# Gas deduction question



## Thex415 (Feb 3, 2016)

Hi!

I am wondering if even if I use the standard deduction with the mileage , I am able to deduct somehow my gas expenses ? Even though I am using gas for the vehicle I'm also saving gas money the previous week to keep my 'uber driving business' going along, as I am a full time driver. Any help with that is appreciated .


----------



## Older Chauffeur (Oct 16, 2014)

Thex415 said:


> Hi!
> 
> I am wondering if even if I use the standard deduction with the mileage , I am able to deduct somehow my gas expenses ? Even though I am using gas for the vehicle I'm also saving gas money the previous week to keep my 'uber driving business' going along, as I am a full time driver. Any help with that is appreciated .

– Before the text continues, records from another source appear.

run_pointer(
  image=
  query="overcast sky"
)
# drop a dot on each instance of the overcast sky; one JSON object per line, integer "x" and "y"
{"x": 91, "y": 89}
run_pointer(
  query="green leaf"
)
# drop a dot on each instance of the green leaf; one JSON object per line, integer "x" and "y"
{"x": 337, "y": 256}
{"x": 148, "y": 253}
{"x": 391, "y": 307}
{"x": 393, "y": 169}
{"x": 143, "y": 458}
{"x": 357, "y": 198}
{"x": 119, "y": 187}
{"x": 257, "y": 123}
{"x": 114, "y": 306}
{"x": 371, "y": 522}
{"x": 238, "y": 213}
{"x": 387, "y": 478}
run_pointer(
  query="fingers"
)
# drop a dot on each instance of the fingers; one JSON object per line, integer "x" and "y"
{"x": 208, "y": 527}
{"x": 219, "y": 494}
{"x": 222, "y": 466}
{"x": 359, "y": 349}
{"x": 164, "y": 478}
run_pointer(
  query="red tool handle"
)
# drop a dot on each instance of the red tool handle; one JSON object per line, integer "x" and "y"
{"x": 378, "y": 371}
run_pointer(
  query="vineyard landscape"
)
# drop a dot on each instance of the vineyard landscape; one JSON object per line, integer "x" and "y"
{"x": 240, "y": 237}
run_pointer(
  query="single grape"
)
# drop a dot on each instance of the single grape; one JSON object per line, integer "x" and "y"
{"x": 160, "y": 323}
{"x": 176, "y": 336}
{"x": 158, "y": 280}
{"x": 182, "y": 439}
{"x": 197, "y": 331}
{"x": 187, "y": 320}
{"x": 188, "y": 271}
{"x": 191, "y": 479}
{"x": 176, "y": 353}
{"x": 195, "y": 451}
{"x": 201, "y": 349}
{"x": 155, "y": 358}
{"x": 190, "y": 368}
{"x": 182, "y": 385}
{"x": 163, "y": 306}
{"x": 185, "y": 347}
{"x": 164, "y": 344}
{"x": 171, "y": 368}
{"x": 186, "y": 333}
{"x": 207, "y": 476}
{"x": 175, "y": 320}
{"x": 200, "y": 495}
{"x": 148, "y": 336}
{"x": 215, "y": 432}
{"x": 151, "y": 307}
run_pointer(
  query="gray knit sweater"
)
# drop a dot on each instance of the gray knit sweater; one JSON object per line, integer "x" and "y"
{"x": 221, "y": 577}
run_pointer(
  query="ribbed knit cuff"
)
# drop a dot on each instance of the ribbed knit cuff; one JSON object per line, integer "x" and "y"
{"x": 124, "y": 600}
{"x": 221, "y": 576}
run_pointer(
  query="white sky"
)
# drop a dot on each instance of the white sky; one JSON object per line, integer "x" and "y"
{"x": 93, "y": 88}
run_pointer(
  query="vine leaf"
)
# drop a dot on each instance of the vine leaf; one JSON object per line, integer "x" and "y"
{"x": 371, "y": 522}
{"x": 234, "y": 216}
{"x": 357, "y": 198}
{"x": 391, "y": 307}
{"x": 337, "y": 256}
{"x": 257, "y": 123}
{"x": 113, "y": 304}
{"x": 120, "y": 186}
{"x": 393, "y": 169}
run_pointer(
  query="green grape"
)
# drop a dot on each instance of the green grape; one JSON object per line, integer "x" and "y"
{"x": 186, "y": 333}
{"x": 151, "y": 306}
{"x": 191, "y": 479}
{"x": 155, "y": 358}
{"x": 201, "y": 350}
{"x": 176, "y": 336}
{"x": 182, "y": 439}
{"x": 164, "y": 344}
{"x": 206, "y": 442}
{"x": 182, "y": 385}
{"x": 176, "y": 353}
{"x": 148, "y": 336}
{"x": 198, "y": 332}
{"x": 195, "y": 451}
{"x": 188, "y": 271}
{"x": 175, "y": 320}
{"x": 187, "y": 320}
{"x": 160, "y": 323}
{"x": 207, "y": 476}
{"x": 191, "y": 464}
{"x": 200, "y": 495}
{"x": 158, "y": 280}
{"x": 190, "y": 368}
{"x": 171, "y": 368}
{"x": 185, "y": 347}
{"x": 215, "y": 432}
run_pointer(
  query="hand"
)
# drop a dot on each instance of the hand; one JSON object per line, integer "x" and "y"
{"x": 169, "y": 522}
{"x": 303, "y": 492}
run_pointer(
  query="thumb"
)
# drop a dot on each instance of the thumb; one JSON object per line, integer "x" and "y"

No, if you take the mileage deduction of 57.5 cents per mile, that includes gas. Think of it this way, you get a deduction of $57.50 for each hundred business miles you drive, which reduces your taxable income significantly .


----------



## UberTaxPro (Oct 3, 2014)

Thex415 said:


> Hi!
> 
> I am wondering if even if I use the standard deduction with the mileage , I am able to deduct somehow my gas expenses ? Even though I am using gas for the vehicle I'm also saving gas money the previous week to keep my 'uber driving business' going along, as I am a full time driver. Any help with that is appreciated .


This link kinda explains what is included in standard mileage http://www.companymileage.com/howmileageratedetermined.html
As far as your gas expense goes....if its personal gas (while online only) or pax gas you can deduct the ordinary and necessary air freshener, if its your friends gas no deduction allowed!


----------



## Thex415 (Feb 3, 2016)

Well thanks for the answers , it's much appreciated! These taxes can be a little confusing but I'm getting the hang of them.


----------